Dec 4, 2007
Much like real-world fishing, Fishing Master for the Wii requires some time and plenty of patience before it pays off.
In the beginning it is an over simplified, cartoony excuse to fling your WiiMote in the air and perform silly wrist actions with the Nunchuck. During that first hour you can pretty much figure out exactly how to bring in every catch and recognize when the fish will definitely get away.
Not helping matters much is that game play is highly repetitive consisting entirely of casting, waiting, semi-precise reeling and cued jerking to. You use the WiiMote to flick your rod to cast a line and rotate the Nunchuck to physically reel it in (or cheat and use either the control pad on the WiiMote or the mini thumbstick on the Nunchuck) while watching a meter to make certain your line doesn’t break or the fish get loose.
After the initial dullness, however, the thrill of the catch and the shiny lure of more than 100 types of fish entices you into returning to every fishing hole with better bait and longer poles. You’ll actually get pissy when you cannot bring in a particularly pesky fish that fought you to every corner of the screen before finally snapping the line. You’ll even start to care about the seasons, the difference between freshwater and seawater fish and the various baits each fish prefers.
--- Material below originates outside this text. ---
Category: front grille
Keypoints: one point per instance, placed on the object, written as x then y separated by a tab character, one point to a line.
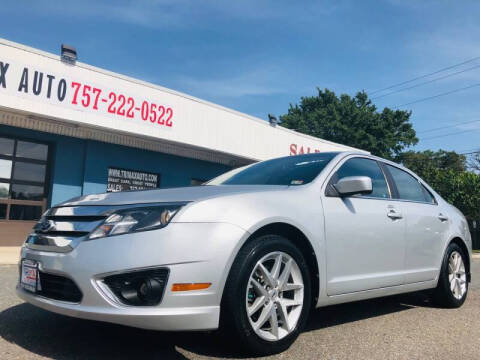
58	287
63	228
127	286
Casting control is spot on, with the WiiMote making a pretty natural casting mechanism. The only difficulty is during the context-sensitive cues when you quickly flick the controller to the side to pull the fishing line, yet the on-screen result seems to always be a little delayed for one side (the right).
Even though your in-game avatar is a cartoon bobble-headed fisher-person, your well-crafted Nintendo Mii has to stay home this trip, which is an unfortunate oversight. While most of the game has similarly overly simplified graphics, each of the 100+ caught fish (and odd items) is surprisingly well rendered with lighting effects and realistic details down to the shimmering scales.
Fishing areas are also not quite as well realized or varied, however, with very few short piers and limited shore lines. Besides lakes, streams and other usual fishing holes, there are areas close to town where you scoop up silly junk including the traditional joke rubber boot which can be especially frustrating since these oddities cast fish-shaped shadows and seemingly swim to your line.
The game’s cartoon silliness works pretty for the multiplayer mode where four gamers fish on the same screen, trying to get the best spot and out cast each other. Watching four adults wildly wag their arms around is pretty fun to watch, regardless of the game.
You’ll be surprised at how this rather low-tech console game, that should rightly be a mini-game in a bigger release, draws you much like a decent downloadable casual game. Before this could get too gamey sitting on store shelves, the publisher wisely dropped the price to $20, which is where it should have started.